A beautiful view of autumn leaves may be seen from late October to early November in Takanose Valley near Naga in Tokushima Prefecture.
This sight became famous in 1980, when it received the most votes in a poll for the 100 (Best) Tourist Spots in Tokushima. The poll was part of the commemoration of the prefecture’s 100th anniversary.
'Kouyou-no-nishiki' (a tapestry of autumn leaves) became the specialty of this region, along with the Kitou cedar and the Kitou yuzu.
The autumn leaves cover the sharply-sloping sides of the valley, which was formed by the headstreams of the Nakagawa River. This magnificent view stuns all those who see it. The turning maple leaves are especially beautiful, making the valley the best-loved scenic spot in Shikoku.
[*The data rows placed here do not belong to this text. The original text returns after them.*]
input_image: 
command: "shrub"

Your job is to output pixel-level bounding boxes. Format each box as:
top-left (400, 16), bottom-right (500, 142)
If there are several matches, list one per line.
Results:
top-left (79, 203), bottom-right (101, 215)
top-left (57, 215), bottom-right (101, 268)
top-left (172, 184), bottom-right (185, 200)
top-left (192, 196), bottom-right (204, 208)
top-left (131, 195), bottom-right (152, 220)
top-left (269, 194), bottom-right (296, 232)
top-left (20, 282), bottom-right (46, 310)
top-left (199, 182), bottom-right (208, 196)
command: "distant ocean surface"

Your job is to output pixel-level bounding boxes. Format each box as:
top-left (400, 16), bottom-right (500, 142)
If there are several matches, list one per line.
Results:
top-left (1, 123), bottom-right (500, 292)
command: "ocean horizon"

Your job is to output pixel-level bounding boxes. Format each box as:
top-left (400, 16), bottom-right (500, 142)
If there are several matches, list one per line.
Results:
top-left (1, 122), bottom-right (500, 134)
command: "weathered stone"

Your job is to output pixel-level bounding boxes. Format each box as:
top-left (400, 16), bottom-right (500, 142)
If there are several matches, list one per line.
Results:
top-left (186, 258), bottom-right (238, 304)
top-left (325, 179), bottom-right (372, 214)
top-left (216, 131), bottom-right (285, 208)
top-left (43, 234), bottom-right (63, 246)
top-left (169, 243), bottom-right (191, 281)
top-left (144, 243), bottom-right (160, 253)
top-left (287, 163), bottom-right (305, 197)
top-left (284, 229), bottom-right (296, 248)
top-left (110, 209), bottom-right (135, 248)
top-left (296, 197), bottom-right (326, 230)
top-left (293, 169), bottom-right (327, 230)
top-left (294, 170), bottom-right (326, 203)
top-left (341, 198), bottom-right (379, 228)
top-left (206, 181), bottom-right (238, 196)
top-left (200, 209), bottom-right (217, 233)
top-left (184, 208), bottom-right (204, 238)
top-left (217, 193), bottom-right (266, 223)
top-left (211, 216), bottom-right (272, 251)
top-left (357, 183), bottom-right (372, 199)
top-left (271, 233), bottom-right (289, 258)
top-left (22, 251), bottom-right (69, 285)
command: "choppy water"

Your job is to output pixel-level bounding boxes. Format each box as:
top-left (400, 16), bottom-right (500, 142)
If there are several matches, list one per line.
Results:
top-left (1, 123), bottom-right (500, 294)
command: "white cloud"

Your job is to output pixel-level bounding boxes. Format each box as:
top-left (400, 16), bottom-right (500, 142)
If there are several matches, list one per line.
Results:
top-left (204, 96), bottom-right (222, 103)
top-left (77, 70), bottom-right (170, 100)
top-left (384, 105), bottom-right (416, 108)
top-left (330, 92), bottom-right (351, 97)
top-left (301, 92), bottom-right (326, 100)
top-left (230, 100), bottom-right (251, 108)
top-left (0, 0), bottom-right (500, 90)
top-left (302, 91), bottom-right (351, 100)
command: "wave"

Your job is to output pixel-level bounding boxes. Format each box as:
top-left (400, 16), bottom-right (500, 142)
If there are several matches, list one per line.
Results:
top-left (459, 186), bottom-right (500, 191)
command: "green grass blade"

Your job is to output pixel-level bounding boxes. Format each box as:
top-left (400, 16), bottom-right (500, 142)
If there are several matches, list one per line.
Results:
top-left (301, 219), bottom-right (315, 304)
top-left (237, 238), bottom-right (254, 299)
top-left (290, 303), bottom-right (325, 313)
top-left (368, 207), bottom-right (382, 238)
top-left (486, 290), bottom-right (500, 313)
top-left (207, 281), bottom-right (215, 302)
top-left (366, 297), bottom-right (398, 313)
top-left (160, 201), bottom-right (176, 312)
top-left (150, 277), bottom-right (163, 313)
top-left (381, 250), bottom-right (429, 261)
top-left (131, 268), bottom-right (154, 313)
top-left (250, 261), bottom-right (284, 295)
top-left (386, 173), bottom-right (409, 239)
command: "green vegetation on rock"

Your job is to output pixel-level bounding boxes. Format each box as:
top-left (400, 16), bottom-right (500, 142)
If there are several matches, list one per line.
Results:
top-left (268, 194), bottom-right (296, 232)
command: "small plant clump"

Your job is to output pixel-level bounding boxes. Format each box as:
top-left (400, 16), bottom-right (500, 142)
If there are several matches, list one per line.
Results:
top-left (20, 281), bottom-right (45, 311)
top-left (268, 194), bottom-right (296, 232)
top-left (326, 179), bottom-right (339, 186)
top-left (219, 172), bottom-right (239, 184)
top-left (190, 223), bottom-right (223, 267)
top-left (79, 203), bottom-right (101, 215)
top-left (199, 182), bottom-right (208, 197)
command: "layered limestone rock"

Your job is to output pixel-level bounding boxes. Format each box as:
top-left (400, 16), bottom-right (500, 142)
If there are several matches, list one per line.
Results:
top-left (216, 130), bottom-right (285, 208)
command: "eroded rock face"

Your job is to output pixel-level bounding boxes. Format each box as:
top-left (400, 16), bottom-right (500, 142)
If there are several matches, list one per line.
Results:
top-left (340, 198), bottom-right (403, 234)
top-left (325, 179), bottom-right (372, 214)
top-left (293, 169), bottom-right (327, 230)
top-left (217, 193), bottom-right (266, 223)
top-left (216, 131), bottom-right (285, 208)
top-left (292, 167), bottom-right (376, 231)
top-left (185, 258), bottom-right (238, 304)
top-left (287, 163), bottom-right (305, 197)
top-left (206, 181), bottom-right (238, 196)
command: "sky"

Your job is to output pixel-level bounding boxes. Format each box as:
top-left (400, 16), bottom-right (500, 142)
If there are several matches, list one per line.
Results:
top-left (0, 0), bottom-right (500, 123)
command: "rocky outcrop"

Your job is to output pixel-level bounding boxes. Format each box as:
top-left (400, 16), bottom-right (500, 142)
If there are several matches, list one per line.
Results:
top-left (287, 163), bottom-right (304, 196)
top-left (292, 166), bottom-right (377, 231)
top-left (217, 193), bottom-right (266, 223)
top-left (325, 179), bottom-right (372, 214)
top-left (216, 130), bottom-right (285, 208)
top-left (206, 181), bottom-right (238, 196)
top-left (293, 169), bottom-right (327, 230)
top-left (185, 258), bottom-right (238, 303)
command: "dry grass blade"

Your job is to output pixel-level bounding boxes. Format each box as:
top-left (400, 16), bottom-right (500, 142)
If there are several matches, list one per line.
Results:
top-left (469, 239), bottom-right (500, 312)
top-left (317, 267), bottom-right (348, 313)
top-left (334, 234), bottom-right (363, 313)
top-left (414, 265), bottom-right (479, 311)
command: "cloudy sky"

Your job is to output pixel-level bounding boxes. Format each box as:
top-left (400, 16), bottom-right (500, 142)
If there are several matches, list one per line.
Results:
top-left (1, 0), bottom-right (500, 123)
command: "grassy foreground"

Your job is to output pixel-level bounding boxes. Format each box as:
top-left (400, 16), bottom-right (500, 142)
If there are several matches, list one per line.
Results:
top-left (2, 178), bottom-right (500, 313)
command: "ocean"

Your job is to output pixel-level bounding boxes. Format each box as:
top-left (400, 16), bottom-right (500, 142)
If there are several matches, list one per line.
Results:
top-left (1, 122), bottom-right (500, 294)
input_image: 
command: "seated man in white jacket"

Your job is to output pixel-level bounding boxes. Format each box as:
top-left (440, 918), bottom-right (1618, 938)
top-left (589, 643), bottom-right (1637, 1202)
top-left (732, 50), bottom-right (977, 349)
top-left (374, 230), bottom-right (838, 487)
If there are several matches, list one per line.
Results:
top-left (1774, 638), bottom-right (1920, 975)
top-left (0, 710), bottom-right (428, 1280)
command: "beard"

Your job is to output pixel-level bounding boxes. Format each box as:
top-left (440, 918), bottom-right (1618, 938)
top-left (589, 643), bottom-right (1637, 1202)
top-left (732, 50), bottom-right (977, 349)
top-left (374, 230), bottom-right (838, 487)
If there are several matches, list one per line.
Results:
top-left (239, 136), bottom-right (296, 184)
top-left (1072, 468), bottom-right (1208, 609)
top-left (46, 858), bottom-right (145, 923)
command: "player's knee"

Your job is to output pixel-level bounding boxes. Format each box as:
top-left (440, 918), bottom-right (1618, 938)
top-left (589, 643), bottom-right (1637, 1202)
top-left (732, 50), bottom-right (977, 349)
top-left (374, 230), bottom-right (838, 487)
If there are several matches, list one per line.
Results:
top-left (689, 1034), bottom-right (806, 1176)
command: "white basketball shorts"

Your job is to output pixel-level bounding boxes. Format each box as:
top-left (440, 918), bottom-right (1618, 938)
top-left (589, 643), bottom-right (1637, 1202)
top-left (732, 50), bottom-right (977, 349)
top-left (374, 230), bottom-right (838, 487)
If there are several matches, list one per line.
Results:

In other seasons, too, Takanose Valley is attractive for the tender green leaves of spring, the deep green leaves of summer, and the snow-covered landscapes of winter. This makes the area appealing to tourists all year round.
Mt Horaiji, located in Shinshiro, Aichi Prefecture, was formed by lava 20 to 15 million years ago. The mountain consists of dacite, pitchstone and so on.
Mt Horaiji is located on the southern edge of dormant volcanos in Okumikawa. Horaiji Temple and Toshogu Shrine stand as venerated sites on the slopes of the mountain. Moreover, religious relics such as an old mirror have been found here.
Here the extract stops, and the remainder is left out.